Chris:
If you are among the millions who have read the novels of Sue Grafton, you may have wondered if our alphabetical scheme for this humble blog owes a debt to Sue Grafton’s alphabetical scheme for her Kinsey Millhone series. Yes, of course. How could one know and love her writing and not be enchanted by the simple elegance of her overall design?
Sue Grafton passed away Thursday, Dec. 28, in her beloved Santa Barbara after a two-year struggle with cancer. I did not know until the next day that she and her husband, Steve Humphrey, had a kitchen garden on their estate in Louisville, Kentucky. (Sue was born in Kentucky in 1940 and had returned there for part of each year in the past two decades.)

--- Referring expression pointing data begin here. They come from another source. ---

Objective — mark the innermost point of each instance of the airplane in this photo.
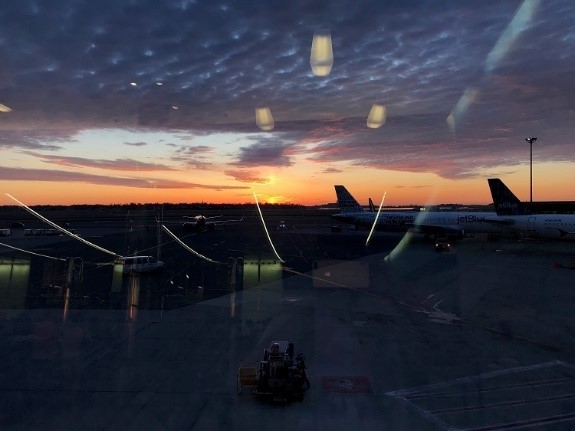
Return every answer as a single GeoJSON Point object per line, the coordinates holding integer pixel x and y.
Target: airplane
{"type": "Point", "coordinates": [202, 223]}
{"type": "Point", "coordinates": [427, 222]}
{"type": "Point", "coordinates": [515, 216]}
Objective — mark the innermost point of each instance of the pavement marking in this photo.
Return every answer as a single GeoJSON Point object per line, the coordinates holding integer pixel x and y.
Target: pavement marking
{"type": "Point", "coordinates": [507, 399]}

Steve, I learned, is the gardener in the family, but his love for plants and dirt had sparked garden enthusiasm in Sue, and she helped him in the restoration of the formal gardens on the estate, which they bought in 2000. In an article in Kentucky Garden and Gun in 2014, she spoke of the kitchen garden:
“We have an asparagus bed, potatoes, strawberries, blueberries, raspberries….It’s all organic….We’re like little farmers.” http://gardenandgun.com/articles/sue-graftons-kentucky-garden/
Now, if you read the Kinsey Millhone books, you won’t find much about gardens or gardening. Kinsey, as you know, is all detective all the time. Even when she spends the rare minute or two on such domestic pursuits as cleaning her tiny apartment or making a peanut butter and pickle sandwich, she’s worrying about clients and clues. She always gets down and dirty with cases, but the only time she really messes with the actual dirt is when she’s looking for bodies or hiding in the underbrush on a stakeout.
Still, for me, there is much of the gardener in Kinsey, and that’s why I love her–and why I love her creator. Kinsey is everlastingly curious, in the gardener’s simple and dogged kind of way. She never tires of wondering what might turn up next, and she pays attention to the smallest details. She cares very little about how she looks, but she cares very much about recording the progress of cases bit by bit. Like the gardener out for the daily exploration of the premises, she’s always optimistic about the next encounter with someone or something she hasn’t seen before or the next conversation with a “person of interest.” It’s not much of a stretch to say that she likes to add a bit of “water” to a conversation in the form of an intriguing question, just to see what might pop up. She might even get to the root of the matter by enough careful digging.
So, in her own way, Sue and Kinsey were fellow gardeners with all of us who like to get our hands dirty. Alas that she will not be gracing us with the final “Z Is for…” of the series, but A through Y are all perennials, firmly planted in our memories. As long as we return to them, they will continue nourishing us in years to come.
As for that yet-to-be-born “Z,” I think many of the seeds that she planted are already sprouting in the minds of all of us who loved Sue Grafton, and they will appear like the first blooms of the California spring, each in its own surprising way. Live on, dear Sue.